Let's say this, someone spoofs an ip of a client who needs to use your service, and let's say its 2mbps, which adds up fast… What do you do?
1. Allow the ip so your client can use your service while you eat the additional bandwidth.
2. Deny the client and spin up a new server linode and dedicate a node for them, which is not very scalabale.
3. Bring the server in house and defend with a router doing antispoofing?
@Alohatone:
3. Bring the server in house and defend with a router doing antispoofing?
Yes, "server in the house" is a most solid solution. And stable. And… ok, it was sarcasm.
SYN cookies
This would, in effect, be a SYN-flooding DoS attack with single (forged) origin IP. IP spoofing is difficult to do, useless with TCP, and easy enough to thwart that an attacker would probably just use real IP addresses and bring connections up all the way (a real DDoS attack!) if they wanted to make an impact.
You mention you're an ISP… if you want to be quite sure you can trust the source IP address, you could tunnel traffic from your customer-facing network(s) to your servers and drop anything arriving via the Internet that ought to be coming via the tunnel.

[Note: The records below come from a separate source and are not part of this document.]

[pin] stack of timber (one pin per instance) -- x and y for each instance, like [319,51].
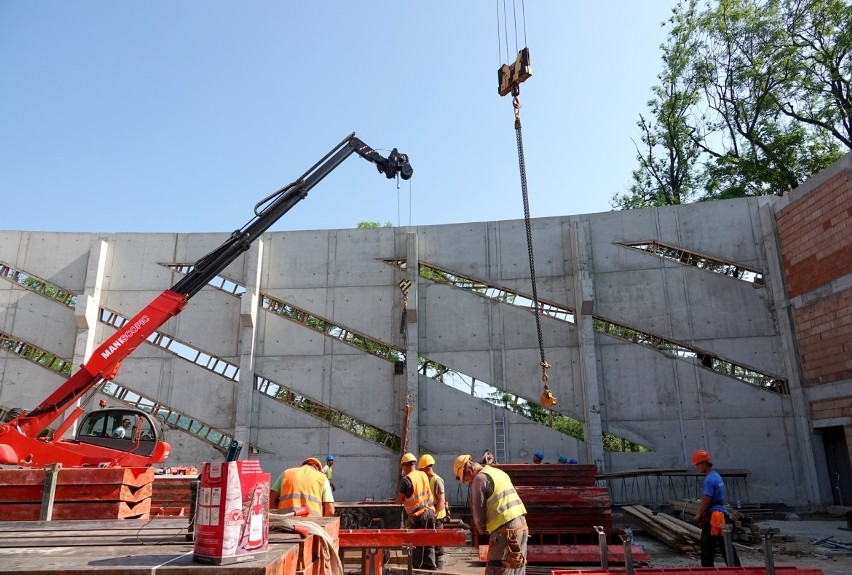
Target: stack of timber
[675,533]
[80,493]
[137,546]
[745,530]
[172,495]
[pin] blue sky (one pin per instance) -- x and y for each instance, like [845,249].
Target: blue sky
[178,116]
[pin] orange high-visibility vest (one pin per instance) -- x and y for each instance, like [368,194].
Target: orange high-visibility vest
[302,486]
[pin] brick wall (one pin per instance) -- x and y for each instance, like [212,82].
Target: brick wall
[815,237]
[815,233]
[824,331]
[832,408]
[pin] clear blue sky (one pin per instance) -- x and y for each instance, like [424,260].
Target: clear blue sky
[163,116]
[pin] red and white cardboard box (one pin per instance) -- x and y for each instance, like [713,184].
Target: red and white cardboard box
[232,513]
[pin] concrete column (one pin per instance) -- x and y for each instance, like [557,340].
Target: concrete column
[802,464]
[584,288]
[249,309]
[88,306]
[412,351]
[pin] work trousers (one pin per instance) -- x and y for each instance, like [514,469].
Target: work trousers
[423,557]
[709,544]
[498,547]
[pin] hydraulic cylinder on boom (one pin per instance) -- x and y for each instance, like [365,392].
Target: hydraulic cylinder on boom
[27,439]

This would make your Linode a part of your internal network, in a way, and allow you to use similar ingress/egress policies. Bonus points for giving it a customer-facing IP within your AS…
I wouldn't lose sleep over it, although I would wonder what the hell you and/or that customer did to piss someone off enough to execute something so difficult and contrived, just to burn through a couple bucks each day…
> Enforcing authentication doesn't stop the traffic from coming to you…
How much traffic are you really talking about?